A responder's perspective.
I'm a first responder, and the regional Logistics/COML.
Background:
Any incident, no matter how big or small has three communications needs:
1- Initial notification of responders that their services are needed.
2- Wide-Area command and Control.
3- Localized Task Tactical Communications.
For the first and second, FRS is useless. Don't even go there.
The third is where a supply of (inexpensive, charged, exercised) FRS radios can be priceless.
Scenario: A Joplin-type wide area incident.
The need for initial notification is long past- all available responders already know they need to be doing something and report for assignment.
You can assume that wide area command and control infrastructure is either damaged or saturated into chaos. Surviving assets need to be available for upper-level comms between Command and field team leaders. Tactical short-range communications within a field team on a wide area channel only adds to the saturation. The organized C&C need becomes the biggest nightmare for us comm types. Hopefully there are enough surviving systems that the command structure can communicate with its field leaders. Pre-planning, pre-programming and creativity are key.
Cellular systems are probably off the air or so saturated as to be less than useless, although SMS and Internet may still work.
Task tactical: this is where a task leader has to communicate with his own team members typically over a distance a few blocks at most. Using a wide-area channel to ask Bob if he looked under that rock ties up the entire regional system with traffic best handled on a short range system. There may be a few such teams, or dozens. The tactical team leader still needs to have access to a command and control system to communicate up to his Chiefs, but all his Indians don't. 90% of the tactical comm needs reside in a small localized bubble.
There are many national interoperable channels and local proprietary channels that can be assigned to a specific team's tactical needs, but mutual aid responders from far away won't have the proprietary channels. Getting the national channels pre-programmed in any organized fashion is a daunting and politically painful task, and usually part of someone's plan for next year.
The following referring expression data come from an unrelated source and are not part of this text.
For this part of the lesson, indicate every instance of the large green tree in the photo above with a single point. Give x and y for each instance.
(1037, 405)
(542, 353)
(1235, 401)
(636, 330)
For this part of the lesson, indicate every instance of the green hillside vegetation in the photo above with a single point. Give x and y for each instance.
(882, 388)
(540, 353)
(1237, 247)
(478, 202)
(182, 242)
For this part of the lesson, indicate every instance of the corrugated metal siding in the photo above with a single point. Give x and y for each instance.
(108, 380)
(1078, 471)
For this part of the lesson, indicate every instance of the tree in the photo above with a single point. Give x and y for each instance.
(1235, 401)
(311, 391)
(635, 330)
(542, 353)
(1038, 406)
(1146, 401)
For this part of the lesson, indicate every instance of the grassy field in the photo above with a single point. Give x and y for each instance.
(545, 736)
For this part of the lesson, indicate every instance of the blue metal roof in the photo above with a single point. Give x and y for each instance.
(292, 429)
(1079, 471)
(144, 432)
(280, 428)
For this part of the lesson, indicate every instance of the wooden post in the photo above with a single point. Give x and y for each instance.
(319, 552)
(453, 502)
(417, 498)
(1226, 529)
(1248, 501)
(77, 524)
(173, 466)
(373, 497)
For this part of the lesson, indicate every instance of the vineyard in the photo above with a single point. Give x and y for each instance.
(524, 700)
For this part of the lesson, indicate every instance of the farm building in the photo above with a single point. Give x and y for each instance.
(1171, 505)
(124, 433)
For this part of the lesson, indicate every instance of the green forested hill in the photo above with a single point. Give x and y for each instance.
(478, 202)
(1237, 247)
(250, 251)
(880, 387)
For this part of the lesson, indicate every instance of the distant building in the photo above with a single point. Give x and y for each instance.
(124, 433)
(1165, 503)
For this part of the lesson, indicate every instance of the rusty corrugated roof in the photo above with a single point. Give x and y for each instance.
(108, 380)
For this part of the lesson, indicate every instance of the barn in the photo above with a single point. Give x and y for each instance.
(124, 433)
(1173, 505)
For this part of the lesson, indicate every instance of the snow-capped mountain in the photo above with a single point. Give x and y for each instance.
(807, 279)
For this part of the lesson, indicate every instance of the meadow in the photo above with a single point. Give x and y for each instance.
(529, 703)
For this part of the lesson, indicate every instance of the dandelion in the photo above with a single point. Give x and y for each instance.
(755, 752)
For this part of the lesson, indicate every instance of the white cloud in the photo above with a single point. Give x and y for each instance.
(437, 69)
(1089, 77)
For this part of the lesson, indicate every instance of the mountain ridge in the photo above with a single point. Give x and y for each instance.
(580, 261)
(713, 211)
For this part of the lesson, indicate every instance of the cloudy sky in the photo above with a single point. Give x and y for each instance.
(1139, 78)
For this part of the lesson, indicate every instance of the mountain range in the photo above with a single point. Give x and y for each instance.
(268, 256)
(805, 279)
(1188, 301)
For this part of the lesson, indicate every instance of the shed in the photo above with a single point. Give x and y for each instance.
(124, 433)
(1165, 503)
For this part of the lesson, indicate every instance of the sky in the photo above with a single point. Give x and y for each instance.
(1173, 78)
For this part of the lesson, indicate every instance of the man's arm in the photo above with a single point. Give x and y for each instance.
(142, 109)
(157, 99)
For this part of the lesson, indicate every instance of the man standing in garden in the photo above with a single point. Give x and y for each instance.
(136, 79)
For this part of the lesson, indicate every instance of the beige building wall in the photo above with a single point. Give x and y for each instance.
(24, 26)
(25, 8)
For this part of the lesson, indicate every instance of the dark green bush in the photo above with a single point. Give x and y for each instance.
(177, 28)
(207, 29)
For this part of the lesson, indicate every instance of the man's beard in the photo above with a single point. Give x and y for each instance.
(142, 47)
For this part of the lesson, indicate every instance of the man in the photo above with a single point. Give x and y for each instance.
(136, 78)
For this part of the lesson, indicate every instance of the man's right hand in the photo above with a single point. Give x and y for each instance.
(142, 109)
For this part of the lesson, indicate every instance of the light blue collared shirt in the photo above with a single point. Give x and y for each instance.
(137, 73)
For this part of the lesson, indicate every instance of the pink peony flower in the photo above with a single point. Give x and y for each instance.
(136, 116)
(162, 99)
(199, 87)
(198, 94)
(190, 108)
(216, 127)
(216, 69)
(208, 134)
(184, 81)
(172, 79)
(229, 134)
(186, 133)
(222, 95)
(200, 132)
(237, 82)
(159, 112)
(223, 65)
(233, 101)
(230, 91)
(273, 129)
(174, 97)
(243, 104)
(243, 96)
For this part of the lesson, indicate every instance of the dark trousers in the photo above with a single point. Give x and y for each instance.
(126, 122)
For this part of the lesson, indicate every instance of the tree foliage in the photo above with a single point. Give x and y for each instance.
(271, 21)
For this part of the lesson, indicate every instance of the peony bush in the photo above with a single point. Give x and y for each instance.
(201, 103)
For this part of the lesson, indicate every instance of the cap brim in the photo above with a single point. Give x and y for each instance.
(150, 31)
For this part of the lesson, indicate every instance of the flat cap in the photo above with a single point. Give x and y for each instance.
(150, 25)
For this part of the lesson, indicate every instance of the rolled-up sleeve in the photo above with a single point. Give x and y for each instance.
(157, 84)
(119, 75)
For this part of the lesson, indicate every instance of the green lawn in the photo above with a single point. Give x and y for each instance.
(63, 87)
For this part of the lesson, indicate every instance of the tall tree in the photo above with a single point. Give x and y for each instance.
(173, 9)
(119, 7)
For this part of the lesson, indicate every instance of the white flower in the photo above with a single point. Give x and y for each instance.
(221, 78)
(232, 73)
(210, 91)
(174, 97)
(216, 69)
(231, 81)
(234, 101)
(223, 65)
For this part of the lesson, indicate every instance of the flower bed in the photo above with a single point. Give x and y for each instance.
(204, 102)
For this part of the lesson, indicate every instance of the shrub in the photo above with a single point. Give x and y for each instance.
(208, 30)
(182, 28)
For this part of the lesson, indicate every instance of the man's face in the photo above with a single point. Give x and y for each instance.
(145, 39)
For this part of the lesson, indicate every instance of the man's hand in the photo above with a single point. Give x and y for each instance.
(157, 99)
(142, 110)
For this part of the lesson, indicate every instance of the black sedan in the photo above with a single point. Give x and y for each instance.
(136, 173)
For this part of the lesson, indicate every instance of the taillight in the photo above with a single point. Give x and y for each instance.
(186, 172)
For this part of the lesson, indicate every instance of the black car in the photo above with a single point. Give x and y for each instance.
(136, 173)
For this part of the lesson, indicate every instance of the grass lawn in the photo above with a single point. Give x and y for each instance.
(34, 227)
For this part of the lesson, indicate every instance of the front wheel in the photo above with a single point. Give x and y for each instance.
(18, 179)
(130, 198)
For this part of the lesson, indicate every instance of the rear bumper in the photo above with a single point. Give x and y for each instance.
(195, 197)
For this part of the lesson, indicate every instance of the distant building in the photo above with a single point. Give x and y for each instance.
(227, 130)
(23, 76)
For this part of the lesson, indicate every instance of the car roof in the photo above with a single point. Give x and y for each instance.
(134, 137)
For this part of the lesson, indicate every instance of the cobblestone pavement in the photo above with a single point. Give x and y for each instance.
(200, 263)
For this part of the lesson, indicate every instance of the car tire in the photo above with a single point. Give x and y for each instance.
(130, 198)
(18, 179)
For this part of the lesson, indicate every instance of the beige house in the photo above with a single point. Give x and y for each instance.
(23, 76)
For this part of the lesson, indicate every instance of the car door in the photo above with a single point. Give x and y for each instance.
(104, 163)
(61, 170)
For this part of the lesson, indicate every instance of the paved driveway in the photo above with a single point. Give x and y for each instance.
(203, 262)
FRS radios are cheap, plentiful, and perfect for talking a couple of blocks. Having a crate of FRS radios ready to hand out to supplement field tactical operations is a good thing. I would much rather hand a volunteer teenager assigned to a non-hazardous door-to-door search team a $20 FRS to talk to his team leader instead of an expensive (and possibly scarce) $500 public safety radio. There are 14 FRS channels available, and since their range IS short, channel 2 can be used for one team on the north side, and again or a different team on the south side without interference. The public-safety quality radios (and their frequencies) can then be assigned to the folks performing real life and safety functions.
Don't criticize any local government for using them; encourage them to go buy out the local discount store on a calm sunny day, and have caches of FRS radios kept ready in more than one survivable location.
Another benefit is that if you are trapped in your basement with a FRS radio, there is a better chance that someone on the street will hear you.